More millennials take advantage of low rates to refi in January
January's plummeting mortgage rates led to a spike in the share of millennials refinancing their home loans, a trend that should carry into February and March, according to Ellie Mae.
The split between refis and purchases reversed course in January, increasing to 31% from 27% in December while surging compared to 13% the year before.
"January was a favorable market for both millennial homebuyers and homeowners looking to capitalize on lower interest rates by refinancing their mortgages," Joe Tyrrell, chief operating officer at Ellie Mae, said in a press release. "With the purchase power of millennials increasing and inventory still tight across the country, we expect millennials to continue to search outside of major metropolitan areas, where there is more inventory, when making their homebuying decisions."
It took 47 days to close a loan to this cohort, an increase from 44 days the year prior and 43 days the month before. Conventional mortgages accounted for about 71% of completed loans to millennials in January, while 23% were Federal Housing Administration loans. Mortgages guaranteed by the U.S. Department of Veterans Affairs accounted for 2%, while other unspecified types of financing constituted the remaining 3%.
"Millennials are expected to fuel the housing market in 2020 and it's vital that lenders understand how to market to and work with this demographic," Tyrrell said. "We know that millennials prefer working with lenders who provide a blend of high-touch human interaction and automated processes, but as this demographic grows and ages up, the most successful lenders will be those that understand the nuances between older and younger millennials and adjust their strategies based on this insight."
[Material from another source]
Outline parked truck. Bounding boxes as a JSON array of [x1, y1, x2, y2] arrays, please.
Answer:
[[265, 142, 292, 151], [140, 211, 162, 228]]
The average millennial FICO score jumped to 728 from January 2019's 722, but stayed constant from December. At 31.3 years, the average age for millennial borrowers increased from 30.6 the year before and 30.4 month-to-month.
Married individuals represented approximately 55% of loans closed, while 45% of primary borrowers were single. Nearly 60% were male, 31% female and 10% unspecified. The average loan amount jumped to $211,218 from $196,140 year-over-year and $206,572 from December.